DUBAI (Reuters) – Iranian President Hassan Rouhani accused the United States of being a “bully” that wants to create insecurity in the Islamic Republic, a day after an attack on a military parade that killed 25 people, including 12 members of the country’s elite Revolutionary Guards.

Speaking before leaving Tehran to attend the U.N. General Assembly in New York, Rouhani accused U.S.-backed Gulf Arab states of providing financial and military support for anti-government ethnic Arab groups.

“The small puppet countries in the region are backed by America, and the United States is provoking them and giving them the necessary capabilities,” said Rouhani.

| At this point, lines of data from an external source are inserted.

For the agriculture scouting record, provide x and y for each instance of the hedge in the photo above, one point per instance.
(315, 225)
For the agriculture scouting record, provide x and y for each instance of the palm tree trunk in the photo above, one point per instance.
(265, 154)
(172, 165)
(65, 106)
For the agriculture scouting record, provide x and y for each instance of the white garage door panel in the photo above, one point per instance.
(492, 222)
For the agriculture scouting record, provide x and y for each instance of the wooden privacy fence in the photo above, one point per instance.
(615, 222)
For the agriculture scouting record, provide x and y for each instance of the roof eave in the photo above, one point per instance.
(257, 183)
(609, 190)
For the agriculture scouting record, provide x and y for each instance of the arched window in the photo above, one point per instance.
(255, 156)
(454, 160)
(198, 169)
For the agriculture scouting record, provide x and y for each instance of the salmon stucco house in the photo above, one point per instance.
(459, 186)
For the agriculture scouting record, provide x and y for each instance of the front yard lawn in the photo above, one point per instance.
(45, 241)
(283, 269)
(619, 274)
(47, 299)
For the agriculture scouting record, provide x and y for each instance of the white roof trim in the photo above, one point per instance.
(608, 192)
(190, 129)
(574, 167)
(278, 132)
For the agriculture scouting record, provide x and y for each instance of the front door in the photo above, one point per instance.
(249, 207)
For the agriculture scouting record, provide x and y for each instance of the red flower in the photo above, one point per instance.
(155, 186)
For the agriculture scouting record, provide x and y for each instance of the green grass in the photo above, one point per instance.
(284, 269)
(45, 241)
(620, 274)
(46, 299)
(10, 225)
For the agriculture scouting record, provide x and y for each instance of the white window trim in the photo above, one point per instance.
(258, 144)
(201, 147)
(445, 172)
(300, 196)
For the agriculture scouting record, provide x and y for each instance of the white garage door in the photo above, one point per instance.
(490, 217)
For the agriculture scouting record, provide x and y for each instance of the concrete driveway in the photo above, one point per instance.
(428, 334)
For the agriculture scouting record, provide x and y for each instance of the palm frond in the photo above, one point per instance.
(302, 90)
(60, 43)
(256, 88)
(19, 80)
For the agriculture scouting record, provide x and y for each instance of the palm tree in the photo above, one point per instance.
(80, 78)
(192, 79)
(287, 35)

The attack was one of the worst ever against the Guards – the most powerful military force in the country – and is bound to ratchet up tensions with Iran’s regional rival Saudi Arabia.

“Iran’s answer (to this attack) is forthcoming within the framework of law and our national interests,” said Rouhani, adding that the United States will regret its “aggressiveness”.

An Iranian ethnic Arab opposition movement called the Ahvaz National Resistance, which seeks a separate state in oil-rich Khuzestan province, claimed responsibility for the attack.

“The Persian Gulf states are providing monetary, military and political support for these groups,” said Rouhani.

Islamic State militants also claimed responsibility. Neither claim provided evidence. All four attackers were killed.

The assault, which wounded at least 70 people, targeted a viewing stand where Iranian officials had gathered in the city of Ahvaz to watch an annual event marking the start of the Islamic Republic’s 1980-88 war with Iraq, state television said.

“Hopefully we will overcome these sanctions with the least possible costs and make America regret its aggressiveness towards other countries, and particularly Iran,” said Rouhani.

The Islamic Revolutionary Guards Corp (IRGC) has been the sword and shield of Shi’ite clerical rule in Iran since its 1979 Islamic Revolution.

Hardliners such as the Republican Guards have gained standing at the expense of pragmatists in Iran’s multi-tiered leadership since President Donald Trump decided in May to pull the United States out of the 2015 international nuclear deal with Tehran and re-impose sanctions on the Islamic Republic.